An artist's illustration of the interstellar object 'Oumuamua, which appears to be outgassing material. It was discovered by Canadian astronomer Robert Weryk last fall. (ESA/Hubble, NASA, ESO, M. Kornmesser)

It was a surprise visitor that astronomers believe travelled for billions of years before whizzing through our solar system. Astronomers had no idea where this "weird" interstellar interloper came from, but scientists have now narrowed its origins to just four stars — out of 1.6 billion.

'Oumuamua is a strangely shaped rock discovered last October by Canadian astronomer Robert Weryk, at the University of Hawaii's Institute for Astronomy.

The story of 'Oumuamua is an intriguing one, as there was debate over whether it was a comet or an asteroid. (Researchers eventually determined it was a comet.) 

It is also the first known interstellar visitor, and, as a result, astronomers are keen to understand how and why it was ejected from its star system — something that would require a unique set of circumstances.

A diagram that shows the trajectory and location of 'Oumuamua on Dec. 12, 2017. (NASA/JPL)

"It is a very interesting object that immediately raises the question: Where does it come from?" said Timo Prusti, Gaia project scientist at the European Space Agency. "People have been trying to address this issue with existing data right from the beginning when it was discovered. But the quality of the available data wasn't good enough to really find any candidates."

Enter the ESA's space telescope, Gaia, which has been in orbit since 2013.

Gaia has the unique job of mapping our galaxy in 3D, and one of its attributes is that it is able to calculate the movement and velocity of the stars in our galaxy.

Using the first 22 months of data from the Gaia mission, an international group of scientists narrowed down 'Oumuamua's home to four small dwarf stars: HD 292249, HIP 3757 and two others without names.

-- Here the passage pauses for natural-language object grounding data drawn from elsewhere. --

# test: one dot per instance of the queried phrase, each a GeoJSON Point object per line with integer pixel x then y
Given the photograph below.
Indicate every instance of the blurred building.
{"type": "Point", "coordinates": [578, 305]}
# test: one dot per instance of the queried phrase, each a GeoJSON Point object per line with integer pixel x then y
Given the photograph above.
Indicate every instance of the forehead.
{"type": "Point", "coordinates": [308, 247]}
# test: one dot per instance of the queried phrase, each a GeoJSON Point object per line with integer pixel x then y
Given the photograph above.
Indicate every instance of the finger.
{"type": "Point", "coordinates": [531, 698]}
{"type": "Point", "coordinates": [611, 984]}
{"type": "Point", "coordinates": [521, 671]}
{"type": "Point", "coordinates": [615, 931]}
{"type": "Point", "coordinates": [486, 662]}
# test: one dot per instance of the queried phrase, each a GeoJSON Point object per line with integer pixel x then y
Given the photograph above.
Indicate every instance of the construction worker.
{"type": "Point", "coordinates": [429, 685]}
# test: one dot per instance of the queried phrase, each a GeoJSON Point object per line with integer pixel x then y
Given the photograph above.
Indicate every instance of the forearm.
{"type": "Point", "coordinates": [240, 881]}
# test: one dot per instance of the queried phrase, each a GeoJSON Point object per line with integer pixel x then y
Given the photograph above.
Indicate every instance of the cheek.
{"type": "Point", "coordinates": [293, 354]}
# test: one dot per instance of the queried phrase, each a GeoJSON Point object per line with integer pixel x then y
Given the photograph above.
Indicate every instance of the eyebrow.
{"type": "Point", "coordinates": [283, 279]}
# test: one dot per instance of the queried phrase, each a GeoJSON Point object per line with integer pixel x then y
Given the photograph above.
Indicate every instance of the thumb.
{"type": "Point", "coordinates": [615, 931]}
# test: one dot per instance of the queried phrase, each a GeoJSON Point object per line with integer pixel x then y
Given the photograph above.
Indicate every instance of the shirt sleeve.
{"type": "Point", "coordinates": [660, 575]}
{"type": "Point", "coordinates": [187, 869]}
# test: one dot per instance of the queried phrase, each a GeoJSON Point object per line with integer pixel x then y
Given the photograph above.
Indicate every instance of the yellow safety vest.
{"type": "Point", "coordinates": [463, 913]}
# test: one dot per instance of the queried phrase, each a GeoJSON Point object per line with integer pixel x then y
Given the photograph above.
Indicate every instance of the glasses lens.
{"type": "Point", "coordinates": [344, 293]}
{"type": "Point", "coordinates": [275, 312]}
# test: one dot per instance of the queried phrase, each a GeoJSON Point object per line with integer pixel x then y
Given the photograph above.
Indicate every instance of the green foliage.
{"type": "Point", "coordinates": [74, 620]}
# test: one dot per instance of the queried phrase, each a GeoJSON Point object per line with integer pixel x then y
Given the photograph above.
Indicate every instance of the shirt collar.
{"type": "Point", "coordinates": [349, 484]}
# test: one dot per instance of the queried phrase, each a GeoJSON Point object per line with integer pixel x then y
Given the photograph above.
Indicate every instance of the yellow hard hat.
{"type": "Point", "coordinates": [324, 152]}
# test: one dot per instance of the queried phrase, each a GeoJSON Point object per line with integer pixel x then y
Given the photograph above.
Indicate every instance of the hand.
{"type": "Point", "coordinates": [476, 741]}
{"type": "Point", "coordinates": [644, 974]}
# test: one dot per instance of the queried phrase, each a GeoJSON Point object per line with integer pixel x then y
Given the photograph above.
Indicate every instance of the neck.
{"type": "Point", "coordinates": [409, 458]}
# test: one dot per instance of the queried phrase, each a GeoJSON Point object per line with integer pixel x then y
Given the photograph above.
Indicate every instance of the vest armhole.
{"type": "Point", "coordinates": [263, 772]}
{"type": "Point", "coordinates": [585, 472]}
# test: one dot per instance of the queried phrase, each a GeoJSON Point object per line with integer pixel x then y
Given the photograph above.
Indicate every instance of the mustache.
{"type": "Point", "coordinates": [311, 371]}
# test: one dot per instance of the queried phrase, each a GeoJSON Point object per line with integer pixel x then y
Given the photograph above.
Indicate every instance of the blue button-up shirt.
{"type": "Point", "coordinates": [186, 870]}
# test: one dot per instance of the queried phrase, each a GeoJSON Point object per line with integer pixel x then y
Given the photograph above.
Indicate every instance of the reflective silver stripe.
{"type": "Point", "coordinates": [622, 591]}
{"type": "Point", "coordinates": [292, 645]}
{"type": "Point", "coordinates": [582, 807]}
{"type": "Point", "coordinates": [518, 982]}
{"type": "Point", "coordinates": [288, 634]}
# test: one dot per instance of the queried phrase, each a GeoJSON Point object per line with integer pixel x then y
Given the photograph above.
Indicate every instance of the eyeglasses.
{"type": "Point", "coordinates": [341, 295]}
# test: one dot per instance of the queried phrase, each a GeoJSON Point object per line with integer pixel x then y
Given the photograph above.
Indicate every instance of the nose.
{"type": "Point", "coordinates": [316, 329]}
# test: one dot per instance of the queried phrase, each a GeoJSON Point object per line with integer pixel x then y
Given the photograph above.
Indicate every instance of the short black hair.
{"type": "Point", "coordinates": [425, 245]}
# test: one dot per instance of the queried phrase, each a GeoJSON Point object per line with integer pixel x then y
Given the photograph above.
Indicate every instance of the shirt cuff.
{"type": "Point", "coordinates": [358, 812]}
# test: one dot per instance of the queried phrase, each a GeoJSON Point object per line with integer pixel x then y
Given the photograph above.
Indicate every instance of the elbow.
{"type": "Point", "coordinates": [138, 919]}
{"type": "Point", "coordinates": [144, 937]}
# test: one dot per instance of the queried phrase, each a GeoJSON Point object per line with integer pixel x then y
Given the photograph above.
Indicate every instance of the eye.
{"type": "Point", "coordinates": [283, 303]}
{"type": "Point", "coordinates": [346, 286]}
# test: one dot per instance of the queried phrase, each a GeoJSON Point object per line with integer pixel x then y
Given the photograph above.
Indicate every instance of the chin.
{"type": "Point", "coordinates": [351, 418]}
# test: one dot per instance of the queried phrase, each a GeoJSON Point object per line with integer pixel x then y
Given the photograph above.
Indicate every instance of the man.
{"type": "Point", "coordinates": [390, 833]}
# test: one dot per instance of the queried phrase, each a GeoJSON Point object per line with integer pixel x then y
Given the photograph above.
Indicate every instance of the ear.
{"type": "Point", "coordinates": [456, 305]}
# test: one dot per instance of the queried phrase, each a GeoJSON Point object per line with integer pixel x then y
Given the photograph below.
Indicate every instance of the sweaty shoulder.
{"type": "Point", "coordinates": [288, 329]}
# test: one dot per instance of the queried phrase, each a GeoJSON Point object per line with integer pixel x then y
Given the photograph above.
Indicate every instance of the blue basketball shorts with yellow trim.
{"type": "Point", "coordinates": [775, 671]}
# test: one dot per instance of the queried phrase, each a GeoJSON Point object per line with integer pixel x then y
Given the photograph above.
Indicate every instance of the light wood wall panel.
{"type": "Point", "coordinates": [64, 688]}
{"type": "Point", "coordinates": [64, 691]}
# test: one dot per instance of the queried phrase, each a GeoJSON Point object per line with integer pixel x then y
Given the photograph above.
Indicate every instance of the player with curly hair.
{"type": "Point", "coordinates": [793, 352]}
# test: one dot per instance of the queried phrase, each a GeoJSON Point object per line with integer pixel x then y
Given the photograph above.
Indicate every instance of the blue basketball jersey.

The paper has been approved for publication in the Astronomical Journal, but is currently available on

The current theory is that 'Oumuamua was ejected from a binary — or two-star — system during its star's planet-formation stage. It's not yet known whether any of these four stars are binary systems.

Potentially more candidates

And while 1.6 billion stars sounds like a lot, it's really just a drop in the bucket.

"It sounds like a huge number," Prusti said. "But we always have to remind ourselves that in our Milky Way, that it represents only one per cent of the stars."

While there's only been 22 months of data analyzed so far, another batch of data, encompassing 34 months, will be released in 2021. But if you think that will help narrow things down further for 'Oumuamua, it's not that simple: The new data will add millions more stars that could produce new candidates for the comet's home system.

An all-sky view of our Milky Way and neighbouring galaxies, based on measurements of nearly 1.7 billion stars. The map shows the density of stars, observed by the Gaia space telescope, in each portion of the sky between July 2014 to May 2016. ​The two bright objects in the lower right are the Large and Small Magellanic Clouds, two dwarf galaxies orbiting the Milky Way. (Gaia Data Processing and Analysis Consortium (DPAC); A. Moitinho/A. F. Silva/M. Barros, et al.)

According to Prusti, that might not be a bad thing.

"What might be is that among the stars, we might get a better candidate, where the velocities — and also how close the encounter — are a better match than for these four stars," he said. "It might be that we get many more candidates, but one or two of them are really good candidates."

So far, Gaia has proved to be invaluable to astronomers trying to learn more about our galaxy, which, in turn, helps them test theories and better understand the universe.

Last week, a study using Gaia data revealed that the stars in our galaxy are still dealing with the effects of a galactic near-collision that occurred somewhere between 300 and 900 million years ago.